One of the explanations I found mentions that for $SO(n)$ we start with the dimension of $n \times n$ matrices, which is $n^2$. Then we substract the number of constraints. $n$ for the normalization and $n(n-1)/2$ for the orthogonality. Why are these the number of constraints and how can I use this for $\mathrm{dim} \ SL(n)$? :)

Answer 1

$SL(n)$ is the submanifold of $M(n,\mathbb{R})$ defined by the submersion (around the identity)$f(X)=det(X)$ and $SL(n)=f^{-1}(1)$. The dimension of $SL(n)$ is the dimension of the tangent space of $SL(n)$ at $I_n$ which is defined by the matrices such that $df_I(A)=tr(A)=0$, the dimension of this space is $n^2-1$.

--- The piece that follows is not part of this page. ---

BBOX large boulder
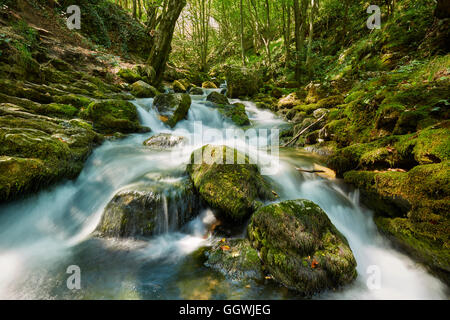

For $SO(n)$, let $Sym(n)$ be the space of symmetric matrices, show that $f:M(n,\mathbb{R})\rightarrow Sym(n)$ defined by $f(X)=XX^T$ is a submersion around the identity, $O(n)=f^{-1}(I_n)$, show that the tangent space of $O(n)$ ($df_I(A)=0$) at $I_n$ is the space od skew symmetric matrices and deduce that $dim(O(n))=dim(SO(n))={{n(n-1)}\over 2}$.